Quantifying uncertanity in the ICU
Modeling Inference
Data Science with R
Getting Started
Programming exercises are designed to provide an opportunity for you to put what you learn in the videos and readings. These exercises feature interactive code cells which allow you to write, edit, and run R code without leaving your browser.
When the ▶️ Run Code button turns to a solid color (with no flashing bubble indicating that the document is still loading), you can interact with the code cells!
Packages
We’ll use the tidyverse and tidymodels for this programming exercise. These are already installed for you to use!
Motivation and data
For several years in the 1990s, Kristen Gilbert worked as a nurse in the intensive care unit (ICU) of the Veterans Administration Hospital in Northampton, Massachusetts. Over the course of her time there, other nurses came to suspect that she was killing patients by injecting them with the heart stimulant epinephrine. Gilbert was eventually arrested and charged with these murders. Part of the evidence presented against Gilbert at her murder trial was a statistical analysis of 1,641 randomly selected eight-hour shifts during the time Gilbert worked in the ICU. For each of these shifts, researchers recorded two variables: whether Gilbert worked on the shift and whether at least one patient died during the shift.

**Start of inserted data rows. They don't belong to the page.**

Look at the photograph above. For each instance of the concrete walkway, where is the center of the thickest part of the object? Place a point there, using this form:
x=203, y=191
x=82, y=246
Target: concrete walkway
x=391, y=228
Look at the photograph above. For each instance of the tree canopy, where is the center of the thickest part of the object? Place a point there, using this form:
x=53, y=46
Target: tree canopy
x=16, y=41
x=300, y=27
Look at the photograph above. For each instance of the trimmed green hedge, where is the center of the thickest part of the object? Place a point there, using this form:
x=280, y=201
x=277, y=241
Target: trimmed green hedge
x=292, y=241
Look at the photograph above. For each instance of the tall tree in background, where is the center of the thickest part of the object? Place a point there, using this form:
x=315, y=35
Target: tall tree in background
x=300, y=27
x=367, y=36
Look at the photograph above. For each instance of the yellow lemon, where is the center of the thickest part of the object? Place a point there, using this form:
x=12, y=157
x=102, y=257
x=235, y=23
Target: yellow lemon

The dataset you will be working with is called gilbert
. The data are already pre-loaded for you! Simply run the code below to get started. The data dictionary can be seen below.
Variable | Description |
---|---|
outcome | patient died (died) or a patient did not die (no-death) |
working | Gilbert was working on this shift (gilbert) or Gilbert was not working on this shift (no-gilbert) |
Exploratory data analysis
Before we get into the inference portion of this activity, let’s think about and explore our data.
Thought exercise: What are the observational units? Are our variables categorical or quantitative?
Our observational units are whom or what we take the data off of. In this case, data are collected from individual shifts. Both variables that we are working with are categorical variables.
Now that we know what types of variables we are working with, let’s calculate some summary statistics.
Create a summary table using summarize()
and group_by()
to display the count for each combination of outcome
and working
level. What would our sample statistic be?
gilbert |>
group_by(outcome, working) |>
summarize(n = n())
`summarise()` has grouped output by 'outcome'. You can override using the
`.groups` argument.
# A tibble: 4 × 3
# Groups: outcome [2]
outcome working n
<chr> <chr> <int>
1 died gilbert 40
2 died no-gilbert 34
3 no-death gilbert 217
4 no-death no-gilbert 1350
Our sample statistic would be \(\widehat{p_\text{no-gilbert}} - \widehat{p_\text{gilbert}}\) = \(\frac{34}{1384} - \frac{40}{257} = -.13\)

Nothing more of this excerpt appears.